Queen of the Ostrogoths
- Tenure: 493 – 511
- Born: c. 467
- Died: c. 511 (aged 43–44) Ravenna, Ostrogothic Kingdom
- Spouse: Theodoric the Great
- Issue: Amalasuntha
- Dynasty: Merovingian
- Father: Childeric I
- Mother: Basina of Thuringia
- Religion: Arianism

= Audofleda =

Audofleda (c. 467 – c. 511), was a Gothic queen of the Ostrogothic Kingdom by marriage to Theoderic the Great.

==Life==
She was the sister of Clovis I, King of the Franks. She married Theoderic the Great, King of the Ostrogoths (471–526), around 493 (exact date unknown). Theoderic sent an embassy to Clovis to request the marriage.

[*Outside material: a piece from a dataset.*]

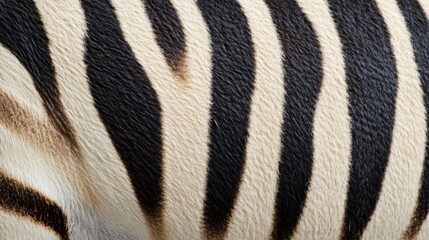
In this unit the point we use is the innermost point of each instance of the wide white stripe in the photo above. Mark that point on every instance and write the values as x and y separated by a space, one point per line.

This political move allied Theoderic with the Franks, and by marrying his daughters off to the kings of the Burgundians, the Vandals, and the Visigoths, he allied himself with every major 'Barbarian' kingdom in the West.

Audofleda was a pagan prior to her marriage, and was baptised at the time of her wedding by an Arian bishop. Theoderic and Audofleda had one daughter, Amalasuintha, who ruled the Ostrogoths from 526 until 534.